CPU vs GPU architecture

SM: Streaming multiprocessors
Collections of thread blocks (each thread block is itself a collection of threads).

GPC: Graphics Processing Clusters
Collections of SMs.

DRAM: Dynamic random access memory or dynamic RAM
The DRAM of a GPU is called the global memory because it is accessible to all SMs in that GPU.
But it is only “global” to that GPU.

Caches

Caches on chips are hierarchical.

Cache	Speed	In CPUs	In GPUs
L1	Fastest	One inside each CPU core	One per SM
L2	A little slower	One near each CPU core¹	A single L2 shared among all SMs
L3	Even slower²	One shared among all cores	GPUs do not have an L3 cache

¹ They serve as a buffer between L1s and the L3.

² But still much faster than the DRAM.

Programming model

The CUDA programming guide is a great place to learn the principles of CUDA programming. Alternative kernel-based frameworks (e.g. HIP, OpenCL), have a similar functioning.

Host/device

Terminology	Explanation
Host	CPU
Host memory or system memory	CPU memory
Current device	GPU
Device memory	GPU memory
Device code	Code running on GPU
Kernel	Function executed on GPU

Execution

CUDA follows a heterogeneous programming model in which it manages both CPU and GPU memory.

Here is how execution happens:

The code starts on the host.
CUDA APIs copy data from the host memory to the current device memory.
Kernels (GPU functions) are executed in parallel on the device: many GPU threads run computations in an SIMT (Single Instruction, Multiple Threads) fashion.
Finally, CUDA APIs copy the data back to the host memory.

Threads/warps/blocks/grids

Applications launch kernels on vast numbers of threads.

These threads are organized into groups of 32 called warps which are themselves organized into thread blocks which are optionally organized into clusters which are themselves organized into a grid.

Warps execute code following a Single-Instruction Multiple-Threads (SIMT) paradigm.

Because there are 32 threads per warp, it is best to specify thread blocks with a number of threads which is a multiple of 32. Otherwise the last warp of the thread block will have some lanes that are unused, leading to suboptimal GPU utilization.

This is why batch sizes in deep learning are often multiples of 32.

This is also why choosing 256 threads per block is so common in GPU programming (256 is a multiple of 32).

Scheduling

All threads of a thread block are executed in the same SM and can thus communicate using that SM L1 cache.

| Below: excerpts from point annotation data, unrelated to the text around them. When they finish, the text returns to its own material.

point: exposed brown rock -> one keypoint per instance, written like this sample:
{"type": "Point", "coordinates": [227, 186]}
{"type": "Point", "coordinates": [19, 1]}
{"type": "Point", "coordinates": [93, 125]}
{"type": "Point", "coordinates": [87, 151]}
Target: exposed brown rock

All thread blocks in a cluster are executed in the same GPC and can communicate and synchronize with each other using CUDA software interfaces.

Multiple GPUs

When you have multiple GPUs on a computer or compute node, the NVIDIA driver queries the motherboard and orders the GPUs based on their PCIe Bus ID (their physical slot on the motherboard). The GPU in the lowest PCIe slot becomes physical GPU 0, the next becomes 1, and so on.

By default, the current device is GPU 0, but you can set the current device to another GPU programmatically.

Streams

In CUDA, a stream is a queue of operations to perform on the GPU.

Operations placed in the same stream execute sequentially, in the order in which they were added to the queue.

Note that this does not mean that the code isn’t running in parallel! Each operation within the queue runs on a vast number of threads.

If you launch operations on multiple streams, they can be executed concurrently.